Abstract 12358: Oral Iron Supplementation is Associated With Lower Pulmonary Vascular Resistance in Patients With Pulmonary Hypertension and Heart Failure With Preserved Ejection Fraction

Abstract

Introduction: Pulmonary hypertension (PH) associated with left heart disease can be stratified as isolated post-capillary (IpcPH) or combined pre and postcapillary (CpcPH) on the basis of a normal or elevated pulmonary vascular resistance (PVR). While CpcPH carries a poor prognosis, the mechanistic determinants of PVR in this population remain undefined. We hypothesize that discrepant medication usage between hemodynamic extremes of IpcPH and CpcPH may underlie this phenotypic divergence. Methods: Invasive hemodynamics were obtained at UPMC between 2008 and 2018. 4,567 patients met diagnostic criteria for Group 2 PH (mean pulmonary artery pressure [mPAP] ≥ 25mmHg, pulmonary artery wedge pressure [PAWP] > 15mmHg) based on the 2013 definition.

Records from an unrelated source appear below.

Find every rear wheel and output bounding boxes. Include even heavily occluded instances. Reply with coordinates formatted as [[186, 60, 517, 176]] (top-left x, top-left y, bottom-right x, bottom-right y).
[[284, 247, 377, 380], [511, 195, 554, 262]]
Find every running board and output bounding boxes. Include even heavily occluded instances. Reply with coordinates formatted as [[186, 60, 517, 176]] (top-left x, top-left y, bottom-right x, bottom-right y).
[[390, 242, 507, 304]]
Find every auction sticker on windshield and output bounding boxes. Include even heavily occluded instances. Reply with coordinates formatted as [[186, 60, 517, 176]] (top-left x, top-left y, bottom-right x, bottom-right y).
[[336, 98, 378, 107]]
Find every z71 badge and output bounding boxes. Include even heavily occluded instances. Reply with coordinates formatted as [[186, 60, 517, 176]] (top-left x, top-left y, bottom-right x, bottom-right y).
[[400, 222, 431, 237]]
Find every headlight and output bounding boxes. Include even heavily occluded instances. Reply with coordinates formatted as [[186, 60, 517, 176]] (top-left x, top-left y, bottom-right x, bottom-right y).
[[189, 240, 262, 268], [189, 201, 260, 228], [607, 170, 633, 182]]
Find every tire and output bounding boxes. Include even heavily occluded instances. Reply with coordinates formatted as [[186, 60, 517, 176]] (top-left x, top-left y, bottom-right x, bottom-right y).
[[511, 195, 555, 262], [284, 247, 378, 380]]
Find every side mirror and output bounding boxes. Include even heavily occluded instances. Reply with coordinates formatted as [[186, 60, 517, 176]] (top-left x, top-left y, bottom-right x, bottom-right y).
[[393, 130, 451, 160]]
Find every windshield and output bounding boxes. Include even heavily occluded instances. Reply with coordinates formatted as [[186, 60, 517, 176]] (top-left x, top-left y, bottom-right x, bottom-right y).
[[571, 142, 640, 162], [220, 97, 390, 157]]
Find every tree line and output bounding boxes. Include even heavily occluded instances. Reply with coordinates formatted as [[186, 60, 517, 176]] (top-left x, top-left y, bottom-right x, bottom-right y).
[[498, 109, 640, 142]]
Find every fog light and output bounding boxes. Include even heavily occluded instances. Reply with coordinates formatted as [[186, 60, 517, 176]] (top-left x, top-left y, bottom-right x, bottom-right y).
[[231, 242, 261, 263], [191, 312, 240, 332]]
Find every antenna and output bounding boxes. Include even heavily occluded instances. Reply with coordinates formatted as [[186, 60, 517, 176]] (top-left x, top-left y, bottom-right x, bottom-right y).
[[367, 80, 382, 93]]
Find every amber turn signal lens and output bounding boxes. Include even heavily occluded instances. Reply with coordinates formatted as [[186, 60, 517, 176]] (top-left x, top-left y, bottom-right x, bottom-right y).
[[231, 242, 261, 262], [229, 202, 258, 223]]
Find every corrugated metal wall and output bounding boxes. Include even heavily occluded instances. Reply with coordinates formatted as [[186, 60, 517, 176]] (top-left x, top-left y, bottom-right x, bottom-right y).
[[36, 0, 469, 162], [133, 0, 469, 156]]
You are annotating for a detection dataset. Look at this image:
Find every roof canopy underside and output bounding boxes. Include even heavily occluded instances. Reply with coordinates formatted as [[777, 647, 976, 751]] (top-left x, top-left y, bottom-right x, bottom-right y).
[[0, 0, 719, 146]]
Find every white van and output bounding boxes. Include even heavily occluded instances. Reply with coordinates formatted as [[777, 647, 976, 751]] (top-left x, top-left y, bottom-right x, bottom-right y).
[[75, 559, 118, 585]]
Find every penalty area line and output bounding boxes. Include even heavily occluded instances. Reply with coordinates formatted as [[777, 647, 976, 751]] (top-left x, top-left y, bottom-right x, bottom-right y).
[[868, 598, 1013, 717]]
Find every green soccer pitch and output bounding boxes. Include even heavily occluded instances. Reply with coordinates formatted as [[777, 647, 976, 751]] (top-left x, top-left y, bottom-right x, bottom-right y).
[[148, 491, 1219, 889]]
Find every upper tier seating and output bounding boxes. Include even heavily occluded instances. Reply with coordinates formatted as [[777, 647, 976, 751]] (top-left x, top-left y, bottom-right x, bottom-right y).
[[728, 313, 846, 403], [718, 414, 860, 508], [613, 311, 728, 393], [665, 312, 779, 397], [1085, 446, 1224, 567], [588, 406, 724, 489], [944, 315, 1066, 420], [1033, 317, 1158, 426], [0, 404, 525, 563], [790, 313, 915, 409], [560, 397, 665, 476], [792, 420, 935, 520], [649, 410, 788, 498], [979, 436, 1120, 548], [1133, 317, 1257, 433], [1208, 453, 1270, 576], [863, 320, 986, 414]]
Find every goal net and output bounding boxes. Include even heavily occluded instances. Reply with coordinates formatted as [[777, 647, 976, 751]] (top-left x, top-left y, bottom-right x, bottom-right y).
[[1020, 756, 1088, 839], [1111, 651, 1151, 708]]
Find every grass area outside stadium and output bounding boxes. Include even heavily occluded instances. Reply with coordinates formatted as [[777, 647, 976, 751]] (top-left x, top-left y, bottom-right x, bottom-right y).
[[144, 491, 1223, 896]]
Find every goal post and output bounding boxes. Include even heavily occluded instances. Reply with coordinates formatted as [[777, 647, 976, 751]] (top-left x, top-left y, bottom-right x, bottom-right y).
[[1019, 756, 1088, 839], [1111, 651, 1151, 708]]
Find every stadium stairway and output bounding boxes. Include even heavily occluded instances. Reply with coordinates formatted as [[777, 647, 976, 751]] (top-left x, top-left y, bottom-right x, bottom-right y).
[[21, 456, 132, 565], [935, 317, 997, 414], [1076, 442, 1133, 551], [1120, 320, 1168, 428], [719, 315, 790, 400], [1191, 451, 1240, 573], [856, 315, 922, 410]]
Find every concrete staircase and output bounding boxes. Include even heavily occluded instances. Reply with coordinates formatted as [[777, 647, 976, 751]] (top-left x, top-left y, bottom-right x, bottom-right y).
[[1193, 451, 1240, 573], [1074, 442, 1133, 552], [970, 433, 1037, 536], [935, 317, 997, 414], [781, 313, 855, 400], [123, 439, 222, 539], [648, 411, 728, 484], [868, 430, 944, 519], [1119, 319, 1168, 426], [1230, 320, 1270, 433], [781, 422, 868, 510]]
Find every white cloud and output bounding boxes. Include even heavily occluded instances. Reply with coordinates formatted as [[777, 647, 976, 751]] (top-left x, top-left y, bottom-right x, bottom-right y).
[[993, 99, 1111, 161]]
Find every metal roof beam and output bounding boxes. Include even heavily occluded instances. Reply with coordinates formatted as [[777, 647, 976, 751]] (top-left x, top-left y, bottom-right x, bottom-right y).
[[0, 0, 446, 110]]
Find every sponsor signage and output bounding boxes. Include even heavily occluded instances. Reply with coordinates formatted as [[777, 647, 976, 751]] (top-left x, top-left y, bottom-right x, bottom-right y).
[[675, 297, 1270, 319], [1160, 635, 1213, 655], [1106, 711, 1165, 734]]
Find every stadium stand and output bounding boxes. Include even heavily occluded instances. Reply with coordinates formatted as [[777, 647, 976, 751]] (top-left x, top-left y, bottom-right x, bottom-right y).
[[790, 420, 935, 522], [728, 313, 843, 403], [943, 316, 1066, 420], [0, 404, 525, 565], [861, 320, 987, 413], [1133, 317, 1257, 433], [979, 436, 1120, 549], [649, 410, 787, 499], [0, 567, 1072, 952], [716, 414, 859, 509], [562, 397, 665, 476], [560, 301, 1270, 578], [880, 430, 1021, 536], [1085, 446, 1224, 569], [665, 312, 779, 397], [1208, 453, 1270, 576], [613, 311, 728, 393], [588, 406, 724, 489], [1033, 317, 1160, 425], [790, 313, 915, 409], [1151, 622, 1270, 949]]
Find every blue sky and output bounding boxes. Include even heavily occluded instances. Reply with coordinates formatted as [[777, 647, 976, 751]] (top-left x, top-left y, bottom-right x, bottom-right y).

Patients were classified as having extreme IpcPH (PVR<2WU, N=414) or CpcPH (PVR>4WU, N=172). Patients with overlapping PH diagnoses were excluded. Preserved ejection fraction was defined as a left ventricular EF >40%. Follow-up analyses were conducted on an independent set of PH-HFpEF patients with two RHCs more than 90 days apart inclusive of all PVRs (N=46). Results: Compared to IpcPH (N=127), patients with CpcPH (N=47) were prescribed anticoagulants (53.19 vs. 19.69%, p<0.001) more frequently and oral iron supplements less frequently (4.26 vs. 20.47%, p=0.010). Red cell distribution width (RDW), a marker of iron deficiency, was significantly higher in CpcPH (16.57 vs. 15.24%, p=0.007). In PH-HFpEF patients with successive RHCs, change in PVR correlated positively with change in RDW (p=0.002). Compared to iron naïve patients (N=30), iron initiation (N=7) between RHCs was associated with a lower change in PVR (-1.05 vs. +0.66WU, p=0.008). Conclusions: In a PH-HFpEF cohort, iron supplementation was associated with lower PVR, suggesting that iron deficiency may contribute to vascular remodeling in PH-HFpEF.